Die Untersuchung zur Gaza-Hilfsflotte löst ein diplomatisches Erdbeben aus. Es droht eine Eiszeit zwischen Israel und der Türkei.
New York. Wenige Stunden vor der geplanten Veröffentlichung des Uno-Berichts über den blutigen israelischen Militäreinsatz gegen eine Gaza-Hilfsflotte im vergangenen Jahr hat die Türkei den israelischen Botschafter ausgewiesen. Die Regierung in Ankara begründete die Entscheidung damit, dass sich Israel nicht für den Einsatz mit neun Toten entschuldigt hat. Außerdem wird die militärische Zusammenarbeit mit der Regierung in Jerusalem auf Eis gelegt.
Außenminister Ahmet Davutoglu erklärte, die diplomatischen Beziehungen zu Israel würden künftig auf die Ebene der Staatssekretäre beschränkt. Der israelische Botschafter werde die Türkei bis Mittwoch verlassen. „Es ist Zeit, dass Israel einen Preis zahlt“, sagte Davutoglu. Das einst enge Verhältnis der beiden Staaten hatte sich nach dem Militäreinsatz gegen die Gaza-Hilfsflotte, bei dem im Mai 2010 neun türkische Aktivisten getötet wurden, deutlich verschlechtert.

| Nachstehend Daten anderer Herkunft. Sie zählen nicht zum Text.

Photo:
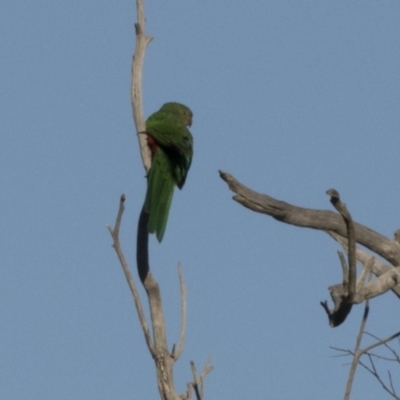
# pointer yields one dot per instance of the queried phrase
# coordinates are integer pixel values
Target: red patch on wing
(153, 145)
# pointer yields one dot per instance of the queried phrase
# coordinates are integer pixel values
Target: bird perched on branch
(171, 146)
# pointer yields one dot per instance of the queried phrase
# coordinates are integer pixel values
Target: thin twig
(357, 352)
(142, 42)
(117, 246)
(181, 343)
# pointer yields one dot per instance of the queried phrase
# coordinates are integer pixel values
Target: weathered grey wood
(324, 220)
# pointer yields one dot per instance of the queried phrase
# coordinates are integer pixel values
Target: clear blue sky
(291, 97)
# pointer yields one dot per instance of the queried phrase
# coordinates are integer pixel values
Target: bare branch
(315, 219)
(343, 295)
(142, 42)
(117, 246)
(357, 352)
(178, 351)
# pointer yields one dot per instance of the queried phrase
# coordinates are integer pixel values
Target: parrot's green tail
(160, 188)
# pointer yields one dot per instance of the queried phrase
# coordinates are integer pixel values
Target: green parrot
(171, 146)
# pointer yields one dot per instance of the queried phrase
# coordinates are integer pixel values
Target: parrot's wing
(159, 194)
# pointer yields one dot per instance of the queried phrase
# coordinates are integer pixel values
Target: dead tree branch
(333, 224)
(157, 344)
(343, 294)
(323, 220)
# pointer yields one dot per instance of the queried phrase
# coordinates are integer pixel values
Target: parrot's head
(180, 110)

Die Regierung in Jerusalem lehnt eine Entschuldigung kategorisch ab. In dem für diesen Freitag erwarteten Uno-Bericht werde keine israelische Entschuldigung gefordert, erklärte eine Gewährsperson. Israel hoffe, dass beide Staaten „zu der Zusammenarbeit zurückkehren, die der Eckpfeiler der regionalen Stabilität war“. Die Regierung geht den Angaben zufolge davon aus, dass der Bericht im Lauf des Tages von den Vereinten Nationen veröffentlicht werde.
Die „New York Times“ berichtete, in dem Dokument würden Israel und die Türkei aufgefordert, ihre diplomatischen Beziehungen wieder in vollem Umfang aufzunehmen und ihr Verhältnis mit Blick auf die Stabilität im Nahen Osten und auf internationalen Frieden und Sicherheit wiederherzustellen. Der Bericht stützt dem Blatt zufolge die Position Israels, dass die Seeblockade des Gazastreifens angesichts der Bedrohung durch militante Palästinenser eine „legitime Sicherheitsmaßnahme“ sei.
Während sich die meisten Passagiere der Hilfsflotte friedlich verhalten hätten, sei eine kleine Gruppe auf organisierte Widerstand vorbereitet und unter anderem mit Eisenstangen und Ketten bewaffnet gewesen, schrieb die „New York Times“ weiter. Es gebe außerdem Hinweise darauf, dass sie Messer benutzt hätten. Dennoch sei die von Israel angewendete Gewalt „exzessiv und unangemessen“ gewesen.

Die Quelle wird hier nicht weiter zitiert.